Mom’s eyebrows raised underneath her dark curly hair. “What has gotten into you, Gonzalo?! This is so unlike you!”
“I didn’t hit the kid, OK Mom?” I shoved more cereal into my mouth, seeking comfort in the multi-coloured sugar. “You don’t know how many times this kid’s hit me.”
Mom sat down, her expression softening. She put her hand on my cheek. “Lolo.” (‘Lolo’ was her nickname for me, made out of the last two letters of my first name and the first two letters of my last name. I would die if anyone at school ever learned it. Still, it was better than ‘weakling’.) “Why have you never told me about this before?”
“I’ve told you plenty of times that I hate that school. You never listen.”

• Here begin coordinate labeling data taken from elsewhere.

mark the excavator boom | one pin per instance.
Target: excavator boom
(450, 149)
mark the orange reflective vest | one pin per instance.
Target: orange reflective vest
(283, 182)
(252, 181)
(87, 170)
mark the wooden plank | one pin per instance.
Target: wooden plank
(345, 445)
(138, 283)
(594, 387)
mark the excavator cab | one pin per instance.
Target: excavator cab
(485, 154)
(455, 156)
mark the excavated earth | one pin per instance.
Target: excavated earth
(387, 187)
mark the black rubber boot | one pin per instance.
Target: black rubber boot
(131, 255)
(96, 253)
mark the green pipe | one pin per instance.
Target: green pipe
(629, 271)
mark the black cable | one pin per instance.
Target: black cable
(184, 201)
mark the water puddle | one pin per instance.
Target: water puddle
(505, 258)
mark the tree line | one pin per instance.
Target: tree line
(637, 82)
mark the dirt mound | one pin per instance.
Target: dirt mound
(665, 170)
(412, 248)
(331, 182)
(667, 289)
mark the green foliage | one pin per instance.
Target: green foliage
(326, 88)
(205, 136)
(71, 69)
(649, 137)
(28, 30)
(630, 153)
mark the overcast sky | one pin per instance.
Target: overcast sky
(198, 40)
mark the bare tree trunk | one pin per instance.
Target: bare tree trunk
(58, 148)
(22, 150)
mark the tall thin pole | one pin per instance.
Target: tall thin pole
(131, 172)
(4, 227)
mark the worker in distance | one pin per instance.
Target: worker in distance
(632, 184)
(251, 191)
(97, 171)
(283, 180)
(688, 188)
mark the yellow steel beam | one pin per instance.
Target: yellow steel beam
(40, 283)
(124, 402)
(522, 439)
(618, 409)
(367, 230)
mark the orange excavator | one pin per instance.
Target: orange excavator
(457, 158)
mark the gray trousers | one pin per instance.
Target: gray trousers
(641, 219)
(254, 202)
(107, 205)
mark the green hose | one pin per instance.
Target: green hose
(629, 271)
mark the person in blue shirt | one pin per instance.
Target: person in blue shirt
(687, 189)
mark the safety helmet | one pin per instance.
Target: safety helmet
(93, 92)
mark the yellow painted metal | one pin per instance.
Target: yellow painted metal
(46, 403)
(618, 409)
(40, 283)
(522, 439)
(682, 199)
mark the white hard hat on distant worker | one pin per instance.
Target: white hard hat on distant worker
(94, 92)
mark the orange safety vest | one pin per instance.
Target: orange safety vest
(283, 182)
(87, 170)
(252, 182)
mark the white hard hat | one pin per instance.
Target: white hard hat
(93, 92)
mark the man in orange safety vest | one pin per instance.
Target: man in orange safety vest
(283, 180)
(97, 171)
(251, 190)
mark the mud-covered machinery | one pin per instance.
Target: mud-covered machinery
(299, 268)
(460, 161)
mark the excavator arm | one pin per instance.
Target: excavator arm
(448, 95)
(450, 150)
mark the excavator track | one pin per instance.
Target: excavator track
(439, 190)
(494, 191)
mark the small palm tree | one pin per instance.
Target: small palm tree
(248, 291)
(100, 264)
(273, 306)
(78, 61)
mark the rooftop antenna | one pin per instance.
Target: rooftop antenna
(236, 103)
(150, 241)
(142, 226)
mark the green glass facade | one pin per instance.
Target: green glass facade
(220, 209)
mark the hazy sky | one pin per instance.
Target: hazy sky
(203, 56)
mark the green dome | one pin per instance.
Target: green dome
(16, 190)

Mom pinched the bridge of her nose. She was still relatively young, in her late thirties, but the pressure of raising me alone had taken its toll, wrinkles starting to show at the sides of her eyes. “I’m sorry,” she said, “I just...what happened today, Lolo? Tell your Momma. Is that why you hurt this boy, because he’s been bullying you?”
“I didn’t hurt him!”
“But the Principal said you did.”
“The Principal didn’t see what happened. He doesn’t know.” I paused a moment, wondering if I could tell Mom what had actually happened. It felt incredibly strange, and part of me had even started to doubt that it had happened at all. “It was the weirdest thing, Mom… Bill Jackson punched me in the face, but it didn’t even hurt. I don’t have a mark or anything. Instead, he got hurt. It’s like… it’s like… it’s like God was protecting me, or something…”
My words hung between us in the air for a moment. Mom just looked at me for a while, hand clasped over her mouth, her face taut.
“I did not raise you to tell lies, Gonzalo,” she said at last. For a moment I thought she might have believed me. Her eyes searched above my head, like she was praying or trying to see what to do. They returned to me. “You’re grounded! Go to your room! No allowance or outings for a month!”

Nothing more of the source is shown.